97. Сходство каждой линии, изгиба и завитка
«Но как объяснить, что эта таинственная, забытая иконография демонстрирует совершенное сходство каждой линии, каждого ее изгиба и завитка, высеченного на стенах подземного здания, с соответствующими изображениями из вот уже многие годы преследовавших меня снов?» (ST 766; ГВ 493 – пер. изм.).

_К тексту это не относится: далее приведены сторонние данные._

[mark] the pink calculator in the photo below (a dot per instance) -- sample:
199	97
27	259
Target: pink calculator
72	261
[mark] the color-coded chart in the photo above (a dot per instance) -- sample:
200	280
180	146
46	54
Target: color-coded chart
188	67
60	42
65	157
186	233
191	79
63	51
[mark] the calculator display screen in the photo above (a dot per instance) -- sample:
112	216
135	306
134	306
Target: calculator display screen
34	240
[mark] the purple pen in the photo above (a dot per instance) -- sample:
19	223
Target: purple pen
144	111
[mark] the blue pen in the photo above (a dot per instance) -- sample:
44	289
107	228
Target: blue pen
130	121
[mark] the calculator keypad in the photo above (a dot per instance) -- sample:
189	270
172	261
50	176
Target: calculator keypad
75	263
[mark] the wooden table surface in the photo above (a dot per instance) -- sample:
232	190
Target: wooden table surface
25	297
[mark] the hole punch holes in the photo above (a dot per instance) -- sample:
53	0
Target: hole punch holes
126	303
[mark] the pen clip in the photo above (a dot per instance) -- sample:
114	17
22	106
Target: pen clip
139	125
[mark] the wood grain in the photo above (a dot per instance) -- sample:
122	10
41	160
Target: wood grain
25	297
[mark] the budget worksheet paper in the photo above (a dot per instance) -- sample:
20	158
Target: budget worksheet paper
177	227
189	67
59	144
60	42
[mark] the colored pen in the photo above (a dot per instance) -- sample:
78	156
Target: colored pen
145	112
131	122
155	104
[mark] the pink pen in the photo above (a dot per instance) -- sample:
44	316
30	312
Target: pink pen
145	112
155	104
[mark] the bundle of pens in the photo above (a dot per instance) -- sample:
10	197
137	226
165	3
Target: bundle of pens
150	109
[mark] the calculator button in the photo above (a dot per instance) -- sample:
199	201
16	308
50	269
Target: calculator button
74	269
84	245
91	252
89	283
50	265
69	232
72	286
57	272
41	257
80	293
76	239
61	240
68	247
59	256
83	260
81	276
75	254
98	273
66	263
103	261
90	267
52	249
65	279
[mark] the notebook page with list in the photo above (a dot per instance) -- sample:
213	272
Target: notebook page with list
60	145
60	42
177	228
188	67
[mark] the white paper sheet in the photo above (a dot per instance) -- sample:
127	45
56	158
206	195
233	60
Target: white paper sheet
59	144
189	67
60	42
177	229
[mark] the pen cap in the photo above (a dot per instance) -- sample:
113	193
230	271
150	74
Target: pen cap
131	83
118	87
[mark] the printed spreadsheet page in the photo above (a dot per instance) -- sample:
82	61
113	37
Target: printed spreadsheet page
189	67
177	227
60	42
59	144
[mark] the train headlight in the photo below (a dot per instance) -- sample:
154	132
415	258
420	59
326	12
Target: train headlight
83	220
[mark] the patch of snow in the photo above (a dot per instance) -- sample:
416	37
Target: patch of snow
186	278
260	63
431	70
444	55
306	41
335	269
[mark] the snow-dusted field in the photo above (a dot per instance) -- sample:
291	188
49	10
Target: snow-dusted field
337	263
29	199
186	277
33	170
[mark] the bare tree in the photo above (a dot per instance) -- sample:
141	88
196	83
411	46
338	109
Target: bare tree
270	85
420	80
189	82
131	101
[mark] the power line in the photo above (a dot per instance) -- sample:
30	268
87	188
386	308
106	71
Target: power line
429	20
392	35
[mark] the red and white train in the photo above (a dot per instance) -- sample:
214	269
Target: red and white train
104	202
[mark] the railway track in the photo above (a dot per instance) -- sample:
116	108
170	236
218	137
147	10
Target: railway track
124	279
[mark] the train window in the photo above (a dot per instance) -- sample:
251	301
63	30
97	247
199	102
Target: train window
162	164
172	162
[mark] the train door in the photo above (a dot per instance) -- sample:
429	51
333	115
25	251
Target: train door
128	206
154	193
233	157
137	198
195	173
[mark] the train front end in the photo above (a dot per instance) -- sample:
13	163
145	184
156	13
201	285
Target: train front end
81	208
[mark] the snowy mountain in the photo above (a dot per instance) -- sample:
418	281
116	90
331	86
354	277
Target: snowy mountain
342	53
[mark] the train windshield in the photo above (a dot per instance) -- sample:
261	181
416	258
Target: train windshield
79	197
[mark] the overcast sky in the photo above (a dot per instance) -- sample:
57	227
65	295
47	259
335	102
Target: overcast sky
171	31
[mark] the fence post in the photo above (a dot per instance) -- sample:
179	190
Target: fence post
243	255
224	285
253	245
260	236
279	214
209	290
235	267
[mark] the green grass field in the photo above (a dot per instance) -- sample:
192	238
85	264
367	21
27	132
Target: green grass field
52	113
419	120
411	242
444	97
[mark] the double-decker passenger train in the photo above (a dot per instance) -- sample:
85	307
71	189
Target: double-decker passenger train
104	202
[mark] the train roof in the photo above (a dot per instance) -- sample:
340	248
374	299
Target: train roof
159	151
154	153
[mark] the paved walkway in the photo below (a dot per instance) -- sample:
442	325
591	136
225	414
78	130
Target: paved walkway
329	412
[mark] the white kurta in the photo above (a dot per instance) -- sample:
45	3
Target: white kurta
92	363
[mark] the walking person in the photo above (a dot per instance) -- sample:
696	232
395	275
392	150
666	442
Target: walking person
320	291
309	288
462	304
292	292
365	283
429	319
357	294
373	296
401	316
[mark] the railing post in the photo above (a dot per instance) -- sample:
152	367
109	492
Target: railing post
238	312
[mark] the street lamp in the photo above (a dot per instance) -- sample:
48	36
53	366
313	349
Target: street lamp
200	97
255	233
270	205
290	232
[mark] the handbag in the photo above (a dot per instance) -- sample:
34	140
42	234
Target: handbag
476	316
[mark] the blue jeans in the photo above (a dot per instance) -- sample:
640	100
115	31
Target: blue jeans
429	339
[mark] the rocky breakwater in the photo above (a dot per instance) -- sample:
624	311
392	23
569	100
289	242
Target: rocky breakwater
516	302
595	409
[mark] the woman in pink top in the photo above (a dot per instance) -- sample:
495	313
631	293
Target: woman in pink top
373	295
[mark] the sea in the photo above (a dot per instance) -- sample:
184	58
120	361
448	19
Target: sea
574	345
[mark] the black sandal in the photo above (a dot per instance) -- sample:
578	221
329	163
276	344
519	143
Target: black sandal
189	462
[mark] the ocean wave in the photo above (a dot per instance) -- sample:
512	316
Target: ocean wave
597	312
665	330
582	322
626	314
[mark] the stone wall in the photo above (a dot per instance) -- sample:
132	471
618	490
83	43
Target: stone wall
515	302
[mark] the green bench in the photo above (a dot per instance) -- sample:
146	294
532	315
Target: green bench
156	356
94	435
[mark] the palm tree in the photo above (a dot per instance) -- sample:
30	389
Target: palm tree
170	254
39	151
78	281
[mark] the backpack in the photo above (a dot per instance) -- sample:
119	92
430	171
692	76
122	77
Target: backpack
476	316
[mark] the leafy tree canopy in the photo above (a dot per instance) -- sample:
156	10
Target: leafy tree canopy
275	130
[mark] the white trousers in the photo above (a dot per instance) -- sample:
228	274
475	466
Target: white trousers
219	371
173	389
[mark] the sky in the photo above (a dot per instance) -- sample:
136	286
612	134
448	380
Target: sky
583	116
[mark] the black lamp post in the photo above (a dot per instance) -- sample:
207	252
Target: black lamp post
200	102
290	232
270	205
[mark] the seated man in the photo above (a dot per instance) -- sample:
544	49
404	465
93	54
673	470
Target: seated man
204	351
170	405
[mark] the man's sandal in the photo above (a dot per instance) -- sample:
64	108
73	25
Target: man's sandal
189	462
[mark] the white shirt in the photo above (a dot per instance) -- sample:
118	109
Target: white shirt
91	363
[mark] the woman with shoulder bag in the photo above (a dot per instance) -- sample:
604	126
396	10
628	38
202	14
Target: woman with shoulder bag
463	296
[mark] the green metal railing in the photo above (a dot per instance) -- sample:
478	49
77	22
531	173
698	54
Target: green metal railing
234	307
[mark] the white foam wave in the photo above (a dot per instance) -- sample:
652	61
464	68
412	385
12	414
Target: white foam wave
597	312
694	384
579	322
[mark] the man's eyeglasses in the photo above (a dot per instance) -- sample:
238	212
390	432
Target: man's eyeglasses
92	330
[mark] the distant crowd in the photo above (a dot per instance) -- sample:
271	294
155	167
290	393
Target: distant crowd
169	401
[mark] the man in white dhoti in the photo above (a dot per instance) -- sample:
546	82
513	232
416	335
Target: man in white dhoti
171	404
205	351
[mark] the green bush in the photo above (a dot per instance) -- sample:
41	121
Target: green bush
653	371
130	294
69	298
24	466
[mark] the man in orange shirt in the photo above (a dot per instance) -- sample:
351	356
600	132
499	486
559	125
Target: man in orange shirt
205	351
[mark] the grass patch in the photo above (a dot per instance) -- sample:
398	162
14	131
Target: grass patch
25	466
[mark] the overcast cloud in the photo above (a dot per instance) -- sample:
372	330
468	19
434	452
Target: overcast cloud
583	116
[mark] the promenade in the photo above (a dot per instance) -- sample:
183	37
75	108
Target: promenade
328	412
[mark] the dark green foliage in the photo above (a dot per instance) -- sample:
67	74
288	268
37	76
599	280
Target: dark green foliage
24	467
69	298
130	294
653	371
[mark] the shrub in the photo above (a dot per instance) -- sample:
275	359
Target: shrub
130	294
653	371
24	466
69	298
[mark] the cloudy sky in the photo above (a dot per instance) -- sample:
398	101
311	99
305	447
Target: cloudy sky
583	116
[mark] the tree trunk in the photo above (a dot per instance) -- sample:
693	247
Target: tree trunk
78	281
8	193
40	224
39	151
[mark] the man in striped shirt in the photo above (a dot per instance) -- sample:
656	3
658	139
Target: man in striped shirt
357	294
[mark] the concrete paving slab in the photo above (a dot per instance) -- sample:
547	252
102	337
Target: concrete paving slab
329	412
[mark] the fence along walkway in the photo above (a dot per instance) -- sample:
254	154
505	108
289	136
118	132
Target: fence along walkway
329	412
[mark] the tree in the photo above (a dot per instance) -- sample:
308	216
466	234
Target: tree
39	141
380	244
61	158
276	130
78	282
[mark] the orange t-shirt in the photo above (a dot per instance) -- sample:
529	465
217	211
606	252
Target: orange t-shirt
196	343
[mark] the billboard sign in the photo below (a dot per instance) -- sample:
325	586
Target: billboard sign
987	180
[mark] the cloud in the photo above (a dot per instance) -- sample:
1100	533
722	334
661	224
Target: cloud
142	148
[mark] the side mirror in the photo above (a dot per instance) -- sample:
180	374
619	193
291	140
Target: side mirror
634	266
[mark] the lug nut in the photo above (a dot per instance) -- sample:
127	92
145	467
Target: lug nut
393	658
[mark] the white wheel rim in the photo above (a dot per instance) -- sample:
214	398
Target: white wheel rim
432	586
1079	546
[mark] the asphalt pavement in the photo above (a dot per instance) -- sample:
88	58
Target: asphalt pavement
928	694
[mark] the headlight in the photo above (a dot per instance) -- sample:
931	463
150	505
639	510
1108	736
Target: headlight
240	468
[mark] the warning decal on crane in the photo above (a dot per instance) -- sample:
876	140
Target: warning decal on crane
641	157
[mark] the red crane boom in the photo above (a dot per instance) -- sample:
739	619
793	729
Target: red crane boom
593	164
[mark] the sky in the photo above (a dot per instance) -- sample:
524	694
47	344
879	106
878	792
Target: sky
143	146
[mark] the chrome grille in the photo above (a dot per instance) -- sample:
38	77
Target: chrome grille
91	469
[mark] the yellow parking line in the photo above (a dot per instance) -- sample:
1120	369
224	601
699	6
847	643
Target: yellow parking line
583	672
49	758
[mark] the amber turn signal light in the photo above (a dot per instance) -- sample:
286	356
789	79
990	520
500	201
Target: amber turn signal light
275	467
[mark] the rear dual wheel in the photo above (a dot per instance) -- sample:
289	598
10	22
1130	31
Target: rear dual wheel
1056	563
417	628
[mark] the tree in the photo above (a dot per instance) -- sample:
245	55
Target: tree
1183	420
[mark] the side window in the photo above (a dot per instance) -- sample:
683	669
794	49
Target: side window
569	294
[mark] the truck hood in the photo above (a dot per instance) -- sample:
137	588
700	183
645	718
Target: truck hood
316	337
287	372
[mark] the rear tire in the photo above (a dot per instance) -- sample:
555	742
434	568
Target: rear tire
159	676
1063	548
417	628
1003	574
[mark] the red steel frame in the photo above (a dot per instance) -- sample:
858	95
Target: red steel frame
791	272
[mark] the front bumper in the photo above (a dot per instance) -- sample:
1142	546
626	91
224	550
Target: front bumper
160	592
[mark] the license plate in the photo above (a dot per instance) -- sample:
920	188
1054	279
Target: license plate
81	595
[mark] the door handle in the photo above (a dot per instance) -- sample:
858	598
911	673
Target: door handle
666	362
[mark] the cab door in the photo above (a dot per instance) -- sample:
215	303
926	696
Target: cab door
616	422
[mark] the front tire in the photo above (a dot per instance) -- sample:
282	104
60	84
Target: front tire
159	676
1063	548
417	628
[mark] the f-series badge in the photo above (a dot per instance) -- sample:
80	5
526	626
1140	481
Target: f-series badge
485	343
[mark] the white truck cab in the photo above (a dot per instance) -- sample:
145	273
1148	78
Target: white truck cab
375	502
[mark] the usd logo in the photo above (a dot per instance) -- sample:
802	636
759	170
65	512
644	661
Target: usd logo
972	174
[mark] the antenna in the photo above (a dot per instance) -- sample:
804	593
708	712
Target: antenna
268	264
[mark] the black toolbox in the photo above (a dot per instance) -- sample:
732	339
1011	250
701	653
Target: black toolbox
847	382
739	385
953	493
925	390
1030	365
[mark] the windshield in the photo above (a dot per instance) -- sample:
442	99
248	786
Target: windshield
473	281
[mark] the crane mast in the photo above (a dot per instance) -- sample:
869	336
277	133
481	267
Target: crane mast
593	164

Отрывок не вызывает большого интереса со стилистической точки зрения, впрочем, такая задача перед ним и не стоит. «Таинственная» и «забытая» иконография – слабая форма аллюзии, уступающая обычному для Лавкрафта высокому стандарту; «изгибы и завитки» еще менее выразительны. Задача этого отрывка не стилистическая, а сюжетная – автор подготавливает Пизли к осознанию того, что совпадение между реальностью и сохранившимися в его памяти снами существует просто потому, что Пизли не спал. Здесь, как это часто бывает у Лавкрафта, читатель может догадаться каково истинное положение дел задолго до Пизли. Но вместо того, чтобы создавать комический эффект – как в случае с рассказчиком в Инсмуте, который игнорирует ужасающие песнопения Старого Зейдока, называя их совершеннейшим бредом, – здесь получается только утомительно-медленное приближение к кульминации, которую мы уже давно предвосхитили.
98. С’гг’ха из Антарктики
«Найду ли я вновь тот дом, где меня некогда обучали письму, или ту башню, на стенах которой С’гг’ха, плененный разум из числа хищных звездоголовых хозяев Антарктики, вырезал свои ни на что не похожие письмена?» (ST 767; ГВ 494-495).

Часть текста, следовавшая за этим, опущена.